Совсем недавно я увидел фотографии, на которых запечатлена маленькая, песочного цвета кошечка, не имеющая на вид ничего общего с постоянно звучавшими в нашем доме историями о разодранных до крови руках и запуганных почтальонах. И кстати, а как же Феликс, еще одна мурлыка с не самым оригинальным именем, которая жила у родителей в 1970-х? Согласно нашему кошачьему семейному древу, Феликс, нежное существо с добрым характером и мягчайшей шерсткой, родилась в 1972 году. Как же эта безобидная зверушка не просто продержалась два года при суровом господстве Кисы, но и родила котят? Разве та не сожрала бы их и не выплюнула бы переваренную массу под ноги молочнику?
Мама рассказывает, что Киса всегда отличалась невероятной подлостью, но, после того как ее сбила машина – родители нашли Кису с переломанными задними лапами недалеко от дома, – она превратилась в порождение ада. И хотя Киса вновь встала на лапы, до конца она не оправилась и от боли еще больше озлобилась. Правда, в конечном счете именно мое предстоящее рождение стало причиной того, что следующая поездка Кисы к ветеринару оказалась последней.
«Ты поступил бы так же, если бы ждал своего первенца», – повторяет мама. Трудно поверить, но вряд ли я узнаю точно – в ближайшее время беременеть не собираюсь.
Как знать, может, из-за смерти Кисы я всю жизнь и чувствую потребность окружать себя кошками; пусть пачкают диван, командуют мной – я буду их баловать. Вполне вероятно, что будь Киса жива после моего рождения, то сейчас бы у меня осталось на один глаз меньше, а эти строки я писал бы, поглаживая добермана-пинчера. В любом случае, когда все детство тебя тяготит мысль о том, что ты стал причиной смерти животного, это наверняка повлияет на твое будущее – хочешь ты того или нет.
Имя и инициалы у меня тоже подходящие: в первый же день учебы в школе одноклассник стал напевать песенку из мультика «Топ Кэт» («А друзья называют его Т.К.!») [2], так что моя судьба, считай, была определена.
Есть и другая теория, объясняющая мою любовь к кошкам, – я всегда любил трудности. А еще, когда живешь у черта на куличках и до дома ближайшего одноклассника километров пятнадцать, приходится довольствоваться любой компанией, пусть даже твои приятели способны лишь с негодованием мяукнуть в ответ, высокомерно задрав подбородок.

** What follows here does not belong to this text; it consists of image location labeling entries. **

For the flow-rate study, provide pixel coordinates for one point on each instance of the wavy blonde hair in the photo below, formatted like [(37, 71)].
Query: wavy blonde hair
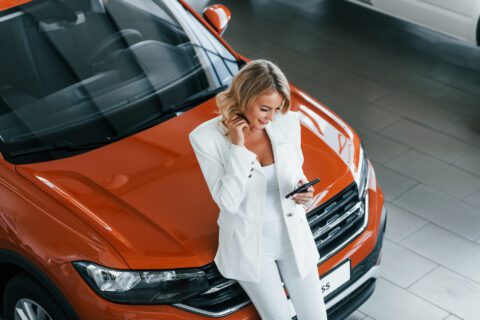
[(255, 78)]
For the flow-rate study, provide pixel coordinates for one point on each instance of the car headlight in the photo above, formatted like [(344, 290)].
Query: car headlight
[(143, 287), (361, 178)]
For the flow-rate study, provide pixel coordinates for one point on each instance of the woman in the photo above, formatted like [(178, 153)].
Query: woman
[(250, 157)]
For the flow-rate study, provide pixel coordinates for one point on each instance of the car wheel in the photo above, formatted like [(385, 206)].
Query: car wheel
[(26, 299)]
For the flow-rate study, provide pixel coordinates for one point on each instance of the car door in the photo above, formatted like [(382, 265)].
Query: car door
[(457, 18)]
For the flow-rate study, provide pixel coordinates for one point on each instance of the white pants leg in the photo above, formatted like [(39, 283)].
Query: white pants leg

Мы жили в трехкомнатной половине дома на двух хозяев, в сельской местности на северо-востоке Центральных графств, и в 1978 году мой типичный летний день проходил примерно так: я, трехлетний мальчишка, жевал землю в саду, пытался подружиться с коровами Гордона Уитчелла или испытывал на Феликс гомеопатический массаж, хотя и не знал тогда, что это такое. Феликс, которая была для мамы как ребенок, наверняка вздохнула с облегчением, когда Киса внезапно отправилась «в дом пушистых престарелых», но передышка была недолгой. Не надо быть ученым-зоологом, чтобы понять, почему на многих фотографиях из моего раннего детства у Феликс такой встревоженный вид – как только вы заметите, что на снимках за ней везде тянется пара тоненьких ручонок, все станет ясно.
Вскоре после четвертого лета моей жизни на этой планете Феликс решила, что довольно с нее прятаться под диванами и играть роль мячика для снятия стресса, и ушла жить к нашей соседке, милой старушке Фло, которой, как утверждал отец, только что исполнилось 134 года. Феликс прожила у Фло три года, а потом бабуля умерла, и ее дом купил запойный врач на пенсии, который скорее бы стал вытирать черно-белой шерстью разлитое пиво, чем отдавать Феликс самые лакомые кусочки.